Abstract

This paper deals with a new joint replenishment problem, in which a number of non-instantaneous deteriorating items are replenished from several suppliers under different quantity discounts schemes. Involving both joint replenishment decisions and supplier selection decisions makes the problem to be NP-hard. In particular, the consideration of non-instantaneous deterioration makes it more challenging to handle. We first construct a mathematical model integrated with a supplier selection system and a joint replenishment program for non-instantaneous deteriorating items to formulate the problem. Then we develop a novel swarm intelligence optimization algorithm, the Improved Moth-flame Optimization (IMFO) algorithm, to solve the proposed model. The results of several numerical experiments analyses reveal that the IMFO algorithm is an effective algorithm for solving the proposed model in terms of solution quality and searching stableness.
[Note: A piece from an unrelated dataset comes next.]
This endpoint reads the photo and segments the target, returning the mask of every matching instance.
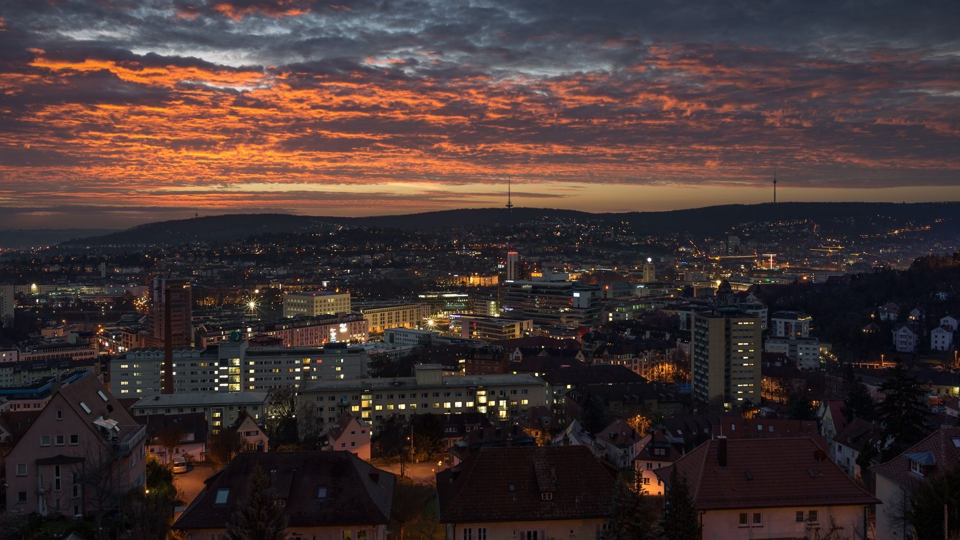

Finally, we conduct extensive experiments to further investigate the performance of the proposed model.

Highlights

  • In real life, the decay or deterioration of products is a natural phenomenon

  • Our research focuses on a new joint replenishment problem (JRP) model, in which multiple noninstantaneous deteriorating items are joint replenished from multiple suppliers with different quantity discounts

  • In order to verify the competitive performance of the Improved Moth-flame Optimization (IMFO) algorithm, it is compared with other five meta-heuristic algorithms, named Genetic Algorithm (GA) (Deb et al 2002) [34], Grey Wolf Optimizer Algorithm (GWO) (Mirjalili et al 2014) [35], Fruit-fly Optimization Algorithm (FOA) (Pan, 2012) [36], Particle Swarm Optimization (PSO) Algorithm (Shi, 2001) [37] and original Math-Flame Optimization Algorithm (MFO) (Mirjalili. 2015) [7]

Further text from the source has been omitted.